Despite the cavernous size of the room, the heaps of junk and discarded objects made it feel oppressive. Narrow passageways snaked through the mess, the only clear routes to move. The grandeur of the room—high vaulted ceilings, ornate carvings on the walls, and gilded furniture—was at stark odds with its grimy, cluttered contents. It was a strange room, if only because the grandeur of it didn't match its contents.
At the centre of this chaos, beneath a set of opulent sheets, lay a girl. She was curled into herself, hidden away under the blankets like a ghost haunting the mess. In the suffocating darkness of the room, the only light came from the faint glow of a handheld screen. Sol watched, her wide, unblinking eyes fixed on it as if it held her tether to the world.
It's all she ever did—watch.
TV shows, movies, A-Tube videos, short clips on the Clock app; she devoured them all in endless succession. Her gaze rarely wavered, except for the frantic darting of her eyes following movement on the screen. When she got tired of that, she'd read, flipping through page after page of stories written by online novelists. Her sole aim was to flood her mind with stimulation—anything to keep the emptiness at bay.
Sol had been diagnosed with a mental illness at a very young age. Her parents had been worried, seeing her exhibit behaviour so unlike other kids her age. They saw how different she was from other children: quiet, withdrawn, unwilling to laugh or smile, dreading interactions with anyone. For years, they dragged her to therapists and specialists, hoping for a breakthrough. At first, her parents had taken her to numerous specialists to try to come up with a solution, but after years with little improvement, they gave up. Instead, they decided to focus on making enough money to support her.
And so, Sol's world shrank to the four walls of her room.
So Sol grew up, and finished her schooling.
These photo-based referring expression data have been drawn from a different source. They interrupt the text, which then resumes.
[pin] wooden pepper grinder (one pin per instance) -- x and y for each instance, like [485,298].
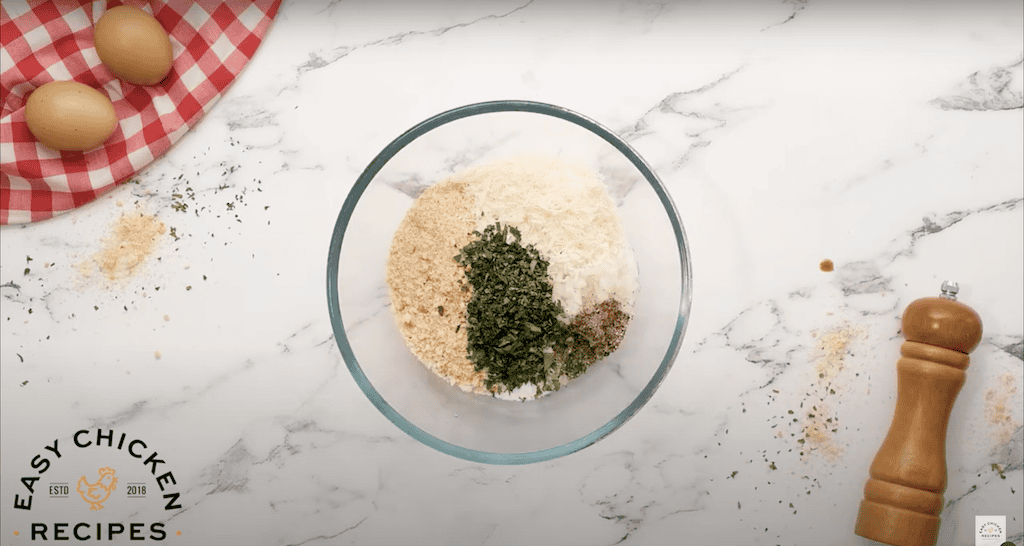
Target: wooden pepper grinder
[903,496]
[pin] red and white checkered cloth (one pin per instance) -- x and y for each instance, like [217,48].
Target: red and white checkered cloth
[48,41]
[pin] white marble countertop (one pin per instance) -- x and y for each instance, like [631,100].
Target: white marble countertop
[886,137]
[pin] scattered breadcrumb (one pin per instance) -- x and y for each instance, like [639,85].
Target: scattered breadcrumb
[819,420]
[130,241]
[998,410]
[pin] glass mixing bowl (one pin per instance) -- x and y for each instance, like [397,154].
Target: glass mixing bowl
[478,427]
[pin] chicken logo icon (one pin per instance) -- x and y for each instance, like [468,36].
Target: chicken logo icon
[96,494]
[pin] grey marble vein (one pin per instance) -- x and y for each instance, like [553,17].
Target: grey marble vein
[991,89]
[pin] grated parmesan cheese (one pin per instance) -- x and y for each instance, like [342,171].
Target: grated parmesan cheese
[560,208]
[566,213]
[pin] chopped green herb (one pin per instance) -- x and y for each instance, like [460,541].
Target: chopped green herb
[512,320]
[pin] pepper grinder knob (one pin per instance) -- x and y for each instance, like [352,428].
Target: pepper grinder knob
[903,496]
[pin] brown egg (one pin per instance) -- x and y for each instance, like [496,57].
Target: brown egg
[70,116]
[133,45]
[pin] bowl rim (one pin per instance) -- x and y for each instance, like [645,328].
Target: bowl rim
[334,256]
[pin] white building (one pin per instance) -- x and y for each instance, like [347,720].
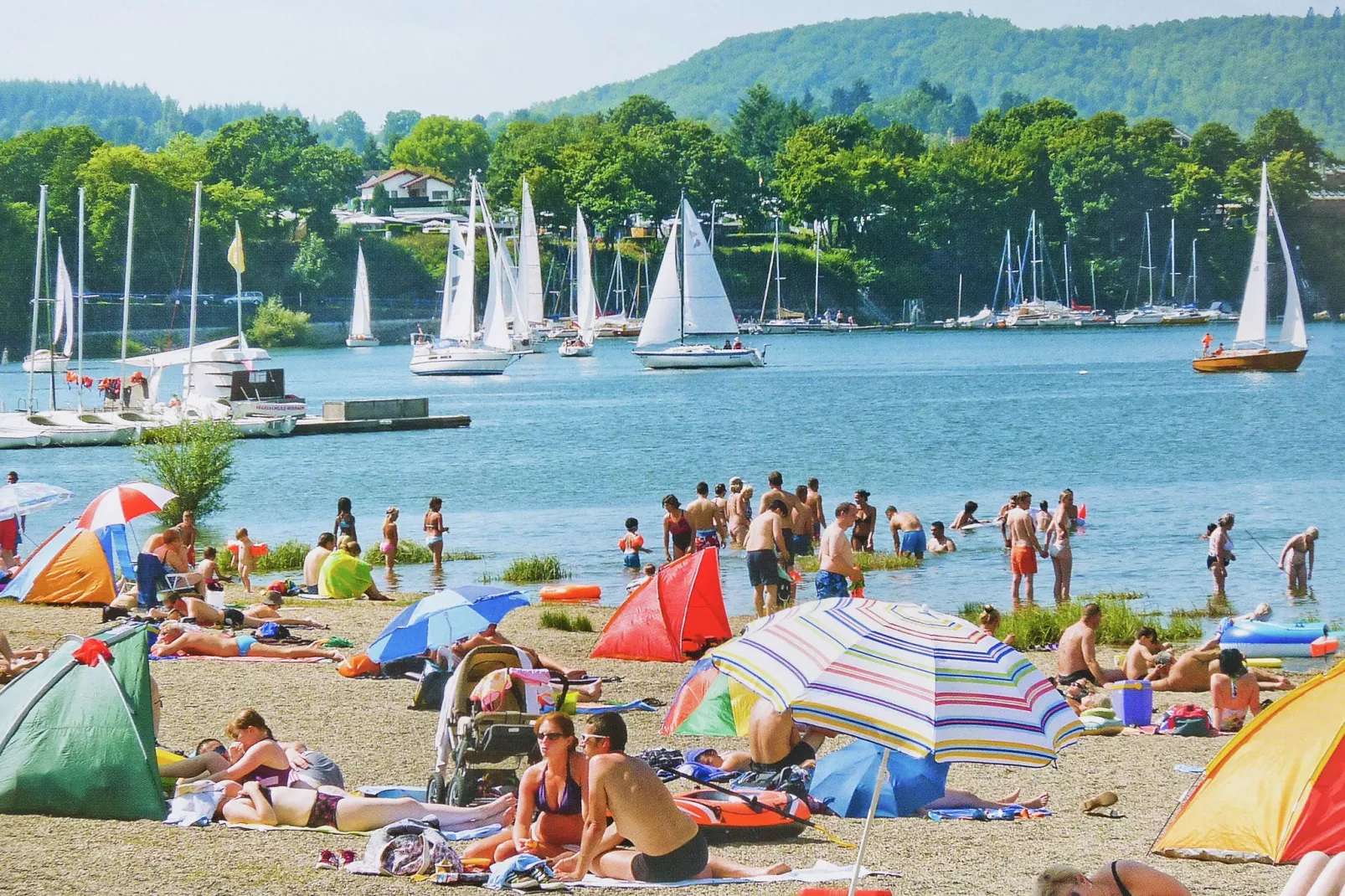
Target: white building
[404,183]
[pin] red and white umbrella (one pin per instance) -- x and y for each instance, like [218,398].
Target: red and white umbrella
[122,503]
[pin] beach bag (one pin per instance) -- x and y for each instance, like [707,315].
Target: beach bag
[1187,720]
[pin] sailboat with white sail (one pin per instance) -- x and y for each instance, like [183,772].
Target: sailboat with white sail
[1251,350]
[459,352]
[361,323]
[693,303]
[581,345]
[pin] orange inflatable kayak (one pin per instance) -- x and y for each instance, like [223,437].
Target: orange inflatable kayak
[570,594]
[741,817]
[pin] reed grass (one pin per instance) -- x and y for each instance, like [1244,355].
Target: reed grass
[564,621]
[1041,626]
[533,569]
[876,561]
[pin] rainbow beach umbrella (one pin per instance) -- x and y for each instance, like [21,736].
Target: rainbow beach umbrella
[905,678]
[709,704]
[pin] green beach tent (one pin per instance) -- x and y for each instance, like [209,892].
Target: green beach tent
[77,732]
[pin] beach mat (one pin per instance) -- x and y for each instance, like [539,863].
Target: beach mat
[250,660]
[819,873]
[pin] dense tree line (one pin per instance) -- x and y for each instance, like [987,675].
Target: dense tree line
[904,212]
[1191,71]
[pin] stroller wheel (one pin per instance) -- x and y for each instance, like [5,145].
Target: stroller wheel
[436,790]
[463,790]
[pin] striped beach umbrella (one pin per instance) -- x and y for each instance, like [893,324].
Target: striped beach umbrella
[903,677]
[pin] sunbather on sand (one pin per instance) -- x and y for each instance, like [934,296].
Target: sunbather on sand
[1192,670]
[17,661]
[175,641]
[1317,875]
[179,607]
[667,845]
[252,803]
[492,636]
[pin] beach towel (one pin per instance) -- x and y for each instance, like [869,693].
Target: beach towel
[1007,813]
[252,660]
[635,705]
[819,873]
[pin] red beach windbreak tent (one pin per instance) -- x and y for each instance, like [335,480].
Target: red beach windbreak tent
[674,616]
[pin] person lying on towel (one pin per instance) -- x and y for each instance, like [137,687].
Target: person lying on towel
[667,845]
[252,803]
[175,641]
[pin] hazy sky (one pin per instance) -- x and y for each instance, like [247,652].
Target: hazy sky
[446,57]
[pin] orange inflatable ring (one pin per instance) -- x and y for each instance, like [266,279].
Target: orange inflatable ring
[570,594]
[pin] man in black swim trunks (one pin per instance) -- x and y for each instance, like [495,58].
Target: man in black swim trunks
[776,742]
[667,845]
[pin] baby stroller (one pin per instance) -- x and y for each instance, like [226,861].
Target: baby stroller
[487,749]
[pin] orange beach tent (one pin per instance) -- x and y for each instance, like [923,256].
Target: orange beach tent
[676,615]
[1276,790]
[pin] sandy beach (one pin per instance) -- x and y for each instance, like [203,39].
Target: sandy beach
[368,728]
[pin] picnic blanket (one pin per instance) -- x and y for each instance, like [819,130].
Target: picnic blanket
[819,873]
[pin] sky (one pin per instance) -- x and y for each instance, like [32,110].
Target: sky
[448,57]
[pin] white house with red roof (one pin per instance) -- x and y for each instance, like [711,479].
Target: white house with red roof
[404,183]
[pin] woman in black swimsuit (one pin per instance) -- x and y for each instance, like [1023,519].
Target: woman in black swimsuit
[676,526]
[552,796]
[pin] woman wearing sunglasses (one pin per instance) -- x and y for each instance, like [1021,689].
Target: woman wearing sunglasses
[552,796]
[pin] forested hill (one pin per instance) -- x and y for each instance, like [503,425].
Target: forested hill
[1229,69]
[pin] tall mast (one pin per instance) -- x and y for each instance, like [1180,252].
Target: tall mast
[37,290]
[188,385]
[1172,252]
[817,266]
[80,299]
[126,295]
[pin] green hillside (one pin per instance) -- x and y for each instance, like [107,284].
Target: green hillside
[1227,69]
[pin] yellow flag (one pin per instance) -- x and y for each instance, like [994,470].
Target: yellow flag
[235,250]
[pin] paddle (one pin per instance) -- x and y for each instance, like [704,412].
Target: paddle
[757,806]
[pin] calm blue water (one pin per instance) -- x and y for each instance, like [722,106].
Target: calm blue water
[561,451]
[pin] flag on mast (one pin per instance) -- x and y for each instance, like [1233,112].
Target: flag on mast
[235,250]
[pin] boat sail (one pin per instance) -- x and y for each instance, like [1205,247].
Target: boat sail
[1251,350]
[581,346]
[457,353]
[361,323]
[698,304]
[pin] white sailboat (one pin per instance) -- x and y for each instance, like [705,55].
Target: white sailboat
[697,304]
[581,345]
[1251,350]
[361,323]
[457,353]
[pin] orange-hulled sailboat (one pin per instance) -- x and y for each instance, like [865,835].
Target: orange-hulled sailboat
[1250,348]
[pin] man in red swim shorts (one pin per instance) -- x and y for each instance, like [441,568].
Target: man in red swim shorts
[1021,540]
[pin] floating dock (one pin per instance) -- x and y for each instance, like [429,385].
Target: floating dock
[377,415]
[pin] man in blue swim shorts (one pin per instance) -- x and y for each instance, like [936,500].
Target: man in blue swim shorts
[836,559]
[908,536]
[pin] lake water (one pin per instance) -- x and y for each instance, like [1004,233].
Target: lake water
[563,451]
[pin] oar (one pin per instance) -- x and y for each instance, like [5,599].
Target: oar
[757,805]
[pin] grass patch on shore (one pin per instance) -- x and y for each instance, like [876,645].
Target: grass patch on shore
[525,571]
[876,561]
[1040,626]
[564,621]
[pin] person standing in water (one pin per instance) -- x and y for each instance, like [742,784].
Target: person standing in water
[435,530]
[1220,554]
[344,523]
[1301,554]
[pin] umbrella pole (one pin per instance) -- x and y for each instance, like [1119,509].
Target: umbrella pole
[868,822]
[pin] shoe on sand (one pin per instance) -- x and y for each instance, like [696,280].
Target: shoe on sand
[1100,801]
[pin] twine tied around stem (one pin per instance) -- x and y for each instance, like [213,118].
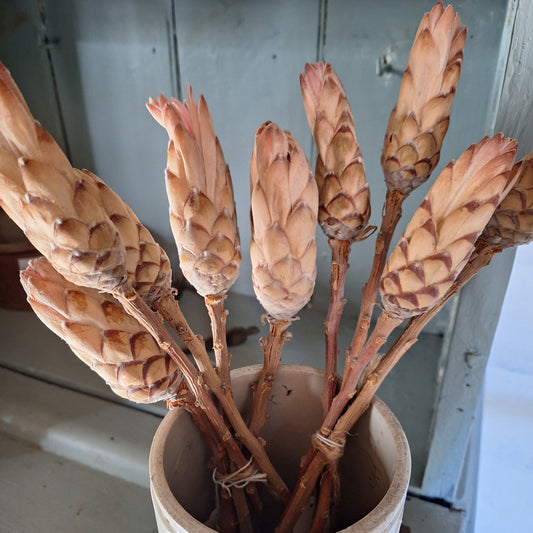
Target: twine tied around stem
[240,478]
[332,450]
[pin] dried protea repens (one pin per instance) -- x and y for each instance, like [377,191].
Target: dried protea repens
[102,335]
[419,121]
[512,222]
[344,200]
[200,193]
[147,264]
[56,206]
[284,204]
[440,237]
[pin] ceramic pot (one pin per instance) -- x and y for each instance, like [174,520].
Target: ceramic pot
[374,470]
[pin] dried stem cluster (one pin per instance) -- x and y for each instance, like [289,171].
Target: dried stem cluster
[103,284]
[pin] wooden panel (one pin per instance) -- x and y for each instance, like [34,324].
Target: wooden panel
[24,51]
[357,35]
[245,57]
[516,104]
[481,300]
[109,59]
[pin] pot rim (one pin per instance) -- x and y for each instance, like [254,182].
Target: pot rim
[393,498]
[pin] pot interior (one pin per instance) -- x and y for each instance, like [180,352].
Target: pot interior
[294,413]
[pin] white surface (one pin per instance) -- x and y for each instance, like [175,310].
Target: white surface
[505,488]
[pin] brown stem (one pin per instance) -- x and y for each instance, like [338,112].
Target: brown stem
[384,327]
[227,520]
[136,307]
[323,506]
[315,462]
[392,213]
[272,347]
[340,251]
[217,314]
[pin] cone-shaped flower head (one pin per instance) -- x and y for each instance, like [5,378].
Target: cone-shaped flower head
[55,205]
[440,237]
[147,264]
[344,199]
[200,193]
[284,205]
[102,335]
[419,121]
[512,222]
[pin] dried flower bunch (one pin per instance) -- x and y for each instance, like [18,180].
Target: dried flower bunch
[103,284]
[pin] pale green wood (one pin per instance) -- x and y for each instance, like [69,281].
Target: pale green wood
[24,51]
[110,58]
[245,57]
[357,35]
[481,300]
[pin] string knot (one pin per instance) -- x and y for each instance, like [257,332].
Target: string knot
[331,448]
[240,478]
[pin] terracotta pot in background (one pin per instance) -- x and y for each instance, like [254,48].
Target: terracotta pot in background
[374,471]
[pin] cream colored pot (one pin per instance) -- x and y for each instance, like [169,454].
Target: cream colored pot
[374,471]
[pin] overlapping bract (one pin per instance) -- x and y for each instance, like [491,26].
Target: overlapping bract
[147,264]
[284,205]
[419,121]
[102,335]
[512,222]
[344,200]
[56,206]
[440,237]
[200,193]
She didn't go to university. She never really made any friends. Her surroundings grew more luxurious as her parents' wealth increased—new devices, plush furniture, indulgent gifts intended to placate her. Yet, Sol herself remained unchanged. A hollow figure in a gilded cage, her life reduced to an endless stream of stories that weren't her own.
Her parents paid her less and less attention, especially once they had her younger siblings. She became nothing more than a forgotten relic in an unused room of the home.
Her parents' attention faded even more as her younger siblings came along. Sol became an afterthought, a forgotten relic in the farthest room of the house. No visitors disturbed her, save for the household staff delivering food or cleaning on occasion. Sol's world continued its endless loop—wake, watch, eat, watch, sleep.
Inside, however, her mind was anything but quiet. She wanted so much: to see the world beyond her screen, to create stories, to be someone worth noticing. But her body never moved, her mind a constant wall against her desires. Each day blurred into the next, the weight of inaction pressing harder and harder on her chest like an anvil.
Years passed. Then decades. Her lack of a lifestyle finally took its toll, and she passed away in her sleep. Her life was brief, uneventful, and disappointing. A footnote in the lives of the few who knew her.
But death was not the end of Sol's story.
As her soul slipped from her broken body, its brilliance caught the attention of someone—something—greater.
"How pitiful," the goddess murmured as she cradled the delicate spark of Sol's essence. "Let me grant you a chance to truly shine."
And with those words, Sol's journey began anew.